The Florence native directed stars including Elizabeth Taylor in the 1967 film Taming of the Shrew and Dame Judi Dench on stage in Romeo and Juliet.

 

Italian media said Zeffirelli died after a long illness which had grown worse in recent months.

 

The two-time Oscar nominee also served in the Italian senate for two terms as a member of Silvio Berlusconi's Forza Italia party.

 

He is perhaps best known to many as the director of the 1968 adaptation of Romeo and Juliet – starring a then-unknown Leonard Whiting and Olivia Hussey.

 

It was viewed by generations of school students studying the Shakespearean drama.

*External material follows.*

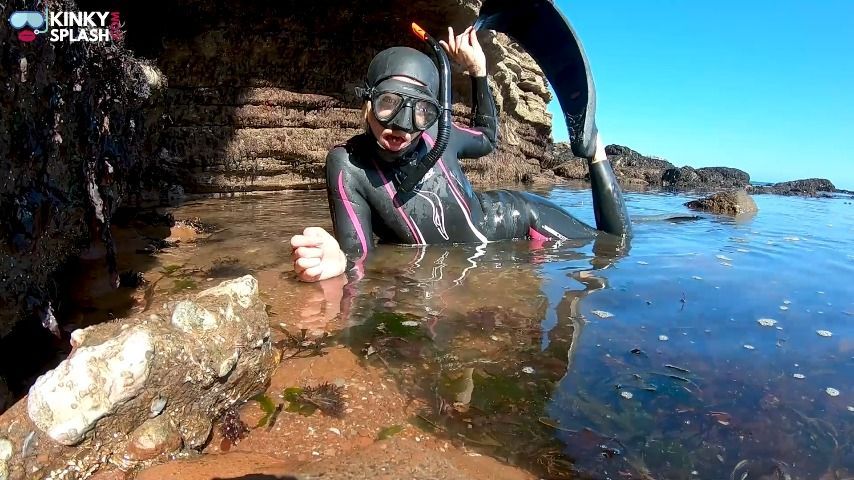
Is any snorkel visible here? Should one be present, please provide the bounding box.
[397,22,451,192]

The illegitimate son of a merchant, his mother gave him the surname "Zeffiretti" – meaning "little breezes" – which was misspelled on his birth certificate.

 

The original meaning came from a Mozart opera – and Zeffirelli would go on to become a prolific creator of opera himself, staging more than 120 during his career in London, Milan and New York.

 

"Franco Zeffirelli, one of the world's greatest men of culture, passed away this morning," tweeted Dario Nardella, mayor of Florence. "Goodbye dear Maestro, Florence will never forget you."

 

Zeffirelli initially studied architecture at the University of Florence, but his education was interrupted by the outbreak of World War II. During the conflict, he fought for Communist partisan forces against Mussolini's Fascists and the occupying Nazis.

 

After being captured by Fascists, he was saved from execution when his interrogator turned out to be a half-brother whom he'd never known. His half-brother arranged for his release.

 

When the war was over, he continued his studies but said he became inspired to pursue a career in theatre after seeing Laurence Olivier's Henry V (1944).

 

In 1945, he started work as a set designer at Florence's Teatro della Pergola, and concentrated on theatre throughout the 1950s and 1960s.

 

At the Pope's request, in 1970 Zeffirelli staged "Missa solemnis" in honour of the 200th anniversary of Beethoven's birth.

 

His first film was a Shakespeare adaptation, The Taming of the Shrew. While initially intended to star two Italian actors, it was heavily funded by Hollywood couple Richard Burton and Elizabeth Taylor, who eventually assumed the two leading roles.

 

Another notable adaptation of the bard's plays would come in 1990s Hamlet – starring Mel Gibson in the title role, with Glenn Close and Helena Bonham Carter among the supporting cast.